Google Gemini

Google's New Gemini AI Models are Faster, Cheaper, and More Powerful

September 17, 2024 • 2 min read

Google has rolled out some big updates to its Gemini AI family, introducing new models, lower pricing, increased rate limits, and more. Two new production-ready models, Gemini-1.5-Pro-002 and Gemini-1.5-Flash-002, headline the release (yes, I don't get the naming convention also, but let's just roll with it).

Firstly, the new models offer twice the output speed and three times lower latency compared to their predecessors, enabling faster data processing and more responsive applications.

On benchmark tests, the models showed a 7% increase in MMLU-Pro scores and a 20% improvement in both MATH and HiddenMath benchmarks. These advancements are also apparent in the models’ capabilities in handling complex mathematical problems, long-context processing, and multimodal tasks such as video analysis and large-scale code repositories.

Oh, and remember the experimental Gemini 1.5 Flash-8B model (Gemini-1.5-Flash-8B-Exp-0924) from over the summer? Well, it got some love also. Google says it developers will see significant performance gains in both text and multimodal applications.

The company is also dramatically reducing pricing for its top-tier Gemini 1.5 Pro model. Developers will see a 64% cut in input token costs and a 52% reduction for output tokens on prompts under 128K tokens. The updating pricing will go into effect on October 1st.
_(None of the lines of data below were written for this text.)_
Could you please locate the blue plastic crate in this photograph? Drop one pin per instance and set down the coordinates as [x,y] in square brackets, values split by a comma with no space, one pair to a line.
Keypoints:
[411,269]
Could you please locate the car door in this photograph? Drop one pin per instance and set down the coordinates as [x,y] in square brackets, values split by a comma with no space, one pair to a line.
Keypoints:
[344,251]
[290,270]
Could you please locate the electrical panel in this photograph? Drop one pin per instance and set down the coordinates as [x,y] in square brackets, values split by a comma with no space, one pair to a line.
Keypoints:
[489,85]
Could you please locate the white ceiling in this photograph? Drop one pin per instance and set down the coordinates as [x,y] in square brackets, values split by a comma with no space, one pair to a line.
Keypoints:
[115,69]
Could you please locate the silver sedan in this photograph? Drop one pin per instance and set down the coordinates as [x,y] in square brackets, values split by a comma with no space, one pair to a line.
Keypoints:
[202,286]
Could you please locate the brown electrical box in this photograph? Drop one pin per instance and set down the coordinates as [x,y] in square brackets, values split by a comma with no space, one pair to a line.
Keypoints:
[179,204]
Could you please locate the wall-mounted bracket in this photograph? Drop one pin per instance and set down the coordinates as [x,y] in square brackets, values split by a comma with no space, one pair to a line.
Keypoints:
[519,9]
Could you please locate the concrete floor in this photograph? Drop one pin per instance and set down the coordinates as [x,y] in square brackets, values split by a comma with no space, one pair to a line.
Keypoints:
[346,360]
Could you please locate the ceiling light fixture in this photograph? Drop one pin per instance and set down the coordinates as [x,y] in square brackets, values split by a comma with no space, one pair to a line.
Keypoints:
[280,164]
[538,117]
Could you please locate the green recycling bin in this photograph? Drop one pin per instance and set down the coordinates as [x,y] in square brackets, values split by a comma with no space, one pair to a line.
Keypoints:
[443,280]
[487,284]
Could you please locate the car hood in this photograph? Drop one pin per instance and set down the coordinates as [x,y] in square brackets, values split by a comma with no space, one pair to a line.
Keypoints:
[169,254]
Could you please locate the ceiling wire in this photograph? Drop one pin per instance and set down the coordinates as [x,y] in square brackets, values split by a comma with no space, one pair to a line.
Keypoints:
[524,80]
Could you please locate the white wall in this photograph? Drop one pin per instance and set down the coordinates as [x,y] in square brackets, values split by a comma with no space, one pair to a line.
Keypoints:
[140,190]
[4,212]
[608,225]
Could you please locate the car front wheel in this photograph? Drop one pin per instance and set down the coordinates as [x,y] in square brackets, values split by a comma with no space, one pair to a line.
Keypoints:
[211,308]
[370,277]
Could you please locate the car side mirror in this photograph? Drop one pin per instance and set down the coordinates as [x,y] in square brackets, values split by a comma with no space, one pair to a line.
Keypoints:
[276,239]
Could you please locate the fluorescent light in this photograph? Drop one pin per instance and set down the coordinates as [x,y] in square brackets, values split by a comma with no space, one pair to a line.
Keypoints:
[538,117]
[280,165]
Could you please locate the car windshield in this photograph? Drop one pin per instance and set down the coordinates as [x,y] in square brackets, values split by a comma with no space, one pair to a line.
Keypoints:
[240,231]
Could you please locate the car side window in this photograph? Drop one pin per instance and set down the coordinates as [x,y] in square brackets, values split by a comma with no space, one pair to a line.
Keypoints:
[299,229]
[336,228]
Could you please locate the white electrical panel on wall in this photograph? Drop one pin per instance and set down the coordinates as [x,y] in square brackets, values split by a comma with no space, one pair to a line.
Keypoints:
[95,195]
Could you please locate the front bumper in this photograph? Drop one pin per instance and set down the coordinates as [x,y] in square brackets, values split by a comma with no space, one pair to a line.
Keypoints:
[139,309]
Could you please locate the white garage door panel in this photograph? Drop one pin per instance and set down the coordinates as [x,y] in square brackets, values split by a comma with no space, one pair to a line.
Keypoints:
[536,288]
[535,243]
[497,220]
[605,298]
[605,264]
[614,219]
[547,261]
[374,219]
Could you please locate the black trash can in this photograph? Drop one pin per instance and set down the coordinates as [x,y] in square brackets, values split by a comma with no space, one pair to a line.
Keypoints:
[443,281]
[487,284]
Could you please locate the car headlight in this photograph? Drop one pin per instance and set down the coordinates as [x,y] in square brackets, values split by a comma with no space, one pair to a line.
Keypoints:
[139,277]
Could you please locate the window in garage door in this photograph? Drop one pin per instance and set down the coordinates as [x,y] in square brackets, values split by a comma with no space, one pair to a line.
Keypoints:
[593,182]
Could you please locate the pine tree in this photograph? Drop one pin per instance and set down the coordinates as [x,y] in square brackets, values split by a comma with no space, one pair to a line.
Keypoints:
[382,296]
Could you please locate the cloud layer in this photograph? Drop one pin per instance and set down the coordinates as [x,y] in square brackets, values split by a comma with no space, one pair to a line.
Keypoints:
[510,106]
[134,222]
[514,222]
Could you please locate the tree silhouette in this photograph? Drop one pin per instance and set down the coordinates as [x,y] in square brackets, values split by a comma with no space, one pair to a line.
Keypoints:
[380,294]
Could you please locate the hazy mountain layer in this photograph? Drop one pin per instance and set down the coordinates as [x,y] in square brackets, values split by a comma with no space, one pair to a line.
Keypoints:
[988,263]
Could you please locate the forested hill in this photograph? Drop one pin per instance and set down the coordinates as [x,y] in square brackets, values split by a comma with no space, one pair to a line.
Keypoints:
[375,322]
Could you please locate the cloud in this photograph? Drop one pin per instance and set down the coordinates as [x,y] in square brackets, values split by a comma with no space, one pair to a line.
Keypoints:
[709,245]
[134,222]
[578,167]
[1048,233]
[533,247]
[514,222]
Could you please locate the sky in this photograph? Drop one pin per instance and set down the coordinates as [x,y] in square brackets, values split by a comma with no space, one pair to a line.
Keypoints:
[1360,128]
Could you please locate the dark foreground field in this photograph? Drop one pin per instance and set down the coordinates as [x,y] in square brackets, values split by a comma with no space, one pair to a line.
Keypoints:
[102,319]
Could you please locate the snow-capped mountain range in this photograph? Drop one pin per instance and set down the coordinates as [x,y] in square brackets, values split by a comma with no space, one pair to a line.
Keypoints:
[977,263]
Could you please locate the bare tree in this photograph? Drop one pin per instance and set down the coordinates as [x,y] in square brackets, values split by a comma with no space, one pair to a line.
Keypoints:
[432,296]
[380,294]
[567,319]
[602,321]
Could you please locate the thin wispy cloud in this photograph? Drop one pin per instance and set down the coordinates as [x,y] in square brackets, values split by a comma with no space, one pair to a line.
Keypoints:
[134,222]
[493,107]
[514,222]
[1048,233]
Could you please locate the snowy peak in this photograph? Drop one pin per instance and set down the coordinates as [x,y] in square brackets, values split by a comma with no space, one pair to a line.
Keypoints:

Along with the pricing adjustments, Google has doubled the rate limits for the Gemini 1.5 Flash model to 2,000 requests per minute (RPM) and increased the rate limit for Gemini 1.5 Pro to 1,000 RPM, up from 1,000 and 360 RPM respectively.

Finally, in response to developer feedback, Google has adjusted its approach to content filtering. The new models will ship with filters off by default, giving developers more control over content moderation for their specific use cases.

For more information on migrating to the latest Gemini 1.5 models, developers can visit the Gemini API models page. Google says Gemini Advanced users will soon be able to access a chat optimized version of Gemini 1.5 Pro-002.

Chris McKay is the founder and chief editor of Maginative. His thought leadership in AI literacy and strategic AI adoption has been recognized by top academic institutions, media, and global brands.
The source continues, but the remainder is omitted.